Western blot analysis. Nuclear and cytoplasmic proteins were extracted from AGS, MKN-28, MKN-45, and MKN-74 cells separately using NE-PER Nuclear and Cytoplasmic Extraction Reagents (Thermo science 78833; Pierce, Rockford, IL, USA). Protein concentrations were determined using Bio-Rad protein assay kits (Bio-Rad Laboratories Inc., Hercules, CA, USA). After sodium dodecyl sulfate-polyacrylamide gel electrophoresis (50 μg protein in each well), the samples were transferred to Polyvinylidene fluoride membranes (Bio-Rad Laboratories Inc., Hercules, CA, USA). Western blotting was performed with YAP (1:2000; Cell Signaling Tech Inc.) and β-actin (1:2,000; Cell Signaling Tech Inc.) antibodies. The membranes were incubated overnight at 4°C with a rabbit polyclonal anti-YAP antibody (1:1000; Cell Signaling Tech Inc.). The protein bands were detected with enhanced chemiluminescence plus (GE Healthcare Life science, Armersham, NJ, USA), and the images were digitalized using an UVITEC Cambridge alliance mini 4M system (UVItec Limited, Cambridge, UK).

Cell invasion assay. The cell invasion assay was performed using Lab-Tek II 8-Chamber Slide™ (Thermo Fisher Science Inc., Rochester, NY, USA). Each chamber was filled with matrix [seven volumes Matrigel, one volume culture medium containing the CAFs (1×10⁵ cells/ml), one volume culture medium, one volume FBS; Corning® Matrigel® Basement membrane matrix, 10 ml vial] and overlaid with RPMI-1640 medium with AGS, MKN-28, MKN-45, or MKN-74 cells (2×10⁴ cell/each chamber) (14). After 4 days, the cells in the invasion assays were fixed in 4% formaldehyde and 0.25% glutaraldehyde, paraffin-embedded, and sectioned for staining with H&E to assess the tumor cell invasion into the extracellular matrix.
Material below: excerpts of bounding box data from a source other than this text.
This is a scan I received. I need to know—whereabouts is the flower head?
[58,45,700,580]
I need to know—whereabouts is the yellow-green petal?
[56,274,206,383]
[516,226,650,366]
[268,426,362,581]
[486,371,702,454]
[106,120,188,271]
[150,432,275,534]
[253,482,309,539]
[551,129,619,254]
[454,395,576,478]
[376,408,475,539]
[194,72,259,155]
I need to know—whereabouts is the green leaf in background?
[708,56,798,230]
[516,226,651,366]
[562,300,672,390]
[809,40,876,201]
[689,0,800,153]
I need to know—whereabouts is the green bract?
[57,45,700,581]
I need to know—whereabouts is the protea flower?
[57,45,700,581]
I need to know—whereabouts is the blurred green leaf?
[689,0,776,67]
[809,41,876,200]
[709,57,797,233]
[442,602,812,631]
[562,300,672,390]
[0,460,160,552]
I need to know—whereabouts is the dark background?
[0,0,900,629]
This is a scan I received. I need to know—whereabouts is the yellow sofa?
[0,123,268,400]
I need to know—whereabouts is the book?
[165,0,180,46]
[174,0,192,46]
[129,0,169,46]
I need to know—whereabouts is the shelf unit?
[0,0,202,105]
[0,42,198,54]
Statistics. The associations of the immunohistochemical expressions of YAP and β-catenin with the different types of gastric surface epithelial lesions were examined with the non-parametric Kruskal-Wallis analyses combined with Scheffé post hoc comparisons. The clinicopathological variables were analyzed for statistical significance using Mann-Whitney U-tests. Statistical significance was set at p<0.05 (SPSS 21; SPSS Inc., Chicago, IL, USA).